1978
    LDS Scene
    Footnotes
    Theme

    “LDS Scene,” Ensign, Dec. 1978, 55

    LDS Scene

    When three Church leaders went to Spain recently, the country, and even the king, knew it. Elder Gordon B. Hinckley of the Quorum of the Twelve, Elder Neal A. Maxwell of the Presidency of the First Quorum of the Seventy, and Elder Charles A. Didier of the First Quorum of the Seventy were in Spain in August for a western European mission presidents conference. When they arrived at the Madrid airport, newsmen and broadcasters were on hand for interviews. And while in Spain, the three General Authorities and President G. Sterling Nixon of the Spain Madrid Mission spoke briefly with King Juan Carlos, king of Spain. Elder Hinckley also met with Señor Enrique Sanchez, cabinet minister for health, education, and welfare, and Mayor Jose Luis Alvarez of Madrid. The mayor of Santiago gave a reception for the mission presidents and their wives.

    Several new undergraduate and graduate programs have been established at BYU to meet some specific educational needs in the United States. A new master’s degree program in adult and continuing education will help those preparing to be leaders in those fields and will provide in-service training for professional educators.

    Both bachelor’s and graduate degrees will be offered in a new food systems management program.

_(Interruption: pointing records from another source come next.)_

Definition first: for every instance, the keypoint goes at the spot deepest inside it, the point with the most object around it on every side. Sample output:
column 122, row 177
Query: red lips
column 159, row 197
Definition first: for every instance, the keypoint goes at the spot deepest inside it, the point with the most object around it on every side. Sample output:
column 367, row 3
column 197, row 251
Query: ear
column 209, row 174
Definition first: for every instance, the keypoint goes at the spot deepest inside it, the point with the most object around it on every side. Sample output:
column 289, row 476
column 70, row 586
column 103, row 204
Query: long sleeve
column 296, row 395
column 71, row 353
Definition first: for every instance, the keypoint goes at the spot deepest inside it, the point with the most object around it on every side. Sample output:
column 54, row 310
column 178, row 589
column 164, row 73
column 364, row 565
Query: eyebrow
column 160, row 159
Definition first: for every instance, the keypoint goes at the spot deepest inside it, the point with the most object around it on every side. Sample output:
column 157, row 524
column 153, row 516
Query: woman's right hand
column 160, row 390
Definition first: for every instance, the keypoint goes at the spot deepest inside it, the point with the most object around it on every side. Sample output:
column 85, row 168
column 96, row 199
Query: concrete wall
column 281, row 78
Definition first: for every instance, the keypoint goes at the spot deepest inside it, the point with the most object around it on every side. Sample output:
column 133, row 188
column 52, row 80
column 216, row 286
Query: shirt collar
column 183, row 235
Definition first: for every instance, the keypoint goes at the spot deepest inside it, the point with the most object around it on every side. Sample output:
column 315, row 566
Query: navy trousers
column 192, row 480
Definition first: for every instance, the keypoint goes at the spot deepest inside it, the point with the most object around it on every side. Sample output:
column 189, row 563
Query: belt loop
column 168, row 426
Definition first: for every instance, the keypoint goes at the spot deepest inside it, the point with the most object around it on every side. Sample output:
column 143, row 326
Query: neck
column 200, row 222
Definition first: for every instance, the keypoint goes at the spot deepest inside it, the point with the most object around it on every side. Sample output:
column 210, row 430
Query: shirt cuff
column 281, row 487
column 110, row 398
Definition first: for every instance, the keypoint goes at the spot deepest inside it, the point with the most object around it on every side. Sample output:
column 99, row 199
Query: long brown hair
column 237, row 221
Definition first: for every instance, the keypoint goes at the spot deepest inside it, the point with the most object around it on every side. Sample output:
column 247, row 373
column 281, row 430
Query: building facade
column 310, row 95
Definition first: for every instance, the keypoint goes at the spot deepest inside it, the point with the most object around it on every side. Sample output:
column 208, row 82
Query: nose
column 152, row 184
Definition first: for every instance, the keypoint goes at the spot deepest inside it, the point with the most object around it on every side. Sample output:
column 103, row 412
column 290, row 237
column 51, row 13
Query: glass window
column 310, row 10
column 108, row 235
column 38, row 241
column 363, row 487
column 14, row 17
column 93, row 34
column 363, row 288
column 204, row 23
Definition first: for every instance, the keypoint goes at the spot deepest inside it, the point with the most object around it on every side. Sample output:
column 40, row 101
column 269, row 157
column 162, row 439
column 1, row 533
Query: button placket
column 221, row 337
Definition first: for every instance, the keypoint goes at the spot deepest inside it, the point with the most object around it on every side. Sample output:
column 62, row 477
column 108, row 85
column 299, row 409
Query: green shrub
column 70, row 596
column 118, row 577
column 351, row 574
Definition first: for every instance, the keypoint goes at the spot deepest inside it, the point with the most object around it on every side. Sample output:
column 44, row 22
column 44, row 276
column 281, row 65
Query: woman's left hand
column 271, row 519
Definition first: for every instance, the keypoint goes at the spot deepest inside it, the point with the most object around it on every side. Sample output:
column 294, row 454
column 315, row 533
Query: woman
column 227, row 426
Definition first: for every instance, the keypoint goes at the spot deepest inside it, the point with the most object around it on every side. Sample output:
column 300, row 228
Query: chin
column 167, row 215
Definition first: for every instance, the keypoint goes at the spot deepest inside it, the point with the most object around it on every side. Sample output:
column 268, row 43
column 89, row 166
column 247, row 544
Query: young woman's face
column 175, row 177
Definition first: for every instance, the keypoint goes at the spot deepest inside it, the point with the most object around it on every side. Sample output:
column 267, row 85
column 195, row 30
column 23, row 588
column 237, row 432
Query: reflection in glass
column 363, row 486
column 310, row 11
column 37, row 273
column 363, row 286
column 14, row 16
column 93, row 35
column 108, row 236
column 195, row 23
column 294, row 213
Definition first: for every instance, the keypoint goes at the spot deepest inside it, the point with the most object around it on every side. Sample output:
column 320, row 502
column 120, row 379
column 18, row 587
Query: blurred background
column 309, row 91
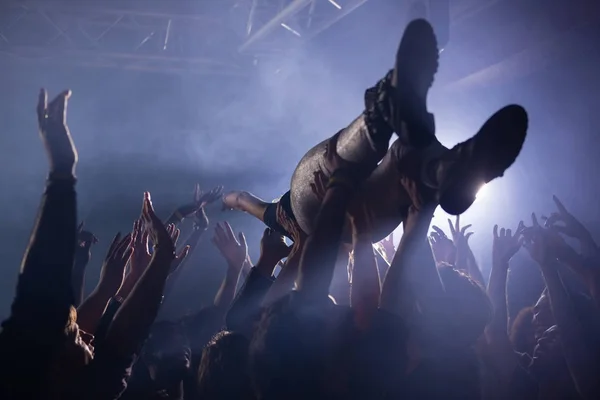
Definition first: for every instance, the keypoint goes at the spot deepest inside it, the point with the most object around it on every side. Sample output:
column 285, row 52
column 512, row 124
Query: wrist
column 266, row 266
column 103, row 292
column 342, row 179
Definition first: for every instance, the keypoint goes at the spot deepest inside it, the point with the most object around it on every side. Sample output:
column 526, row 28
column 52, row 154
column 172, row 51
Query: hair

The need for trained professionals in a time of multinational food corporations prompted establishment of the program.

    The nation’s first four-year undergraduate program in financial and estate planning—established in 1977 at BYU—was recently praised by the International Association of Financial Planners. The curriculum includes course work from a variety of disciplines, including accounting, business management, economics, human and family relations, and computer science.

    Famous U.S. columnist Jack Anderson has donated his personal and professional papers to the Harold B. Lee Library at BYU. Sorting and cataloging the fifty-three boxes of Brother Anderson’s notes, correspondence, and other documents could take an entire year. Hundreds of source files, including papers on Vietnam and Watergate, are included. Papers not restricted will be available for use by students and other researchers. Dennis Rowley, curator of the library’s manuscript collection, says the collection will be a rich source of information for journalism and political science researchers.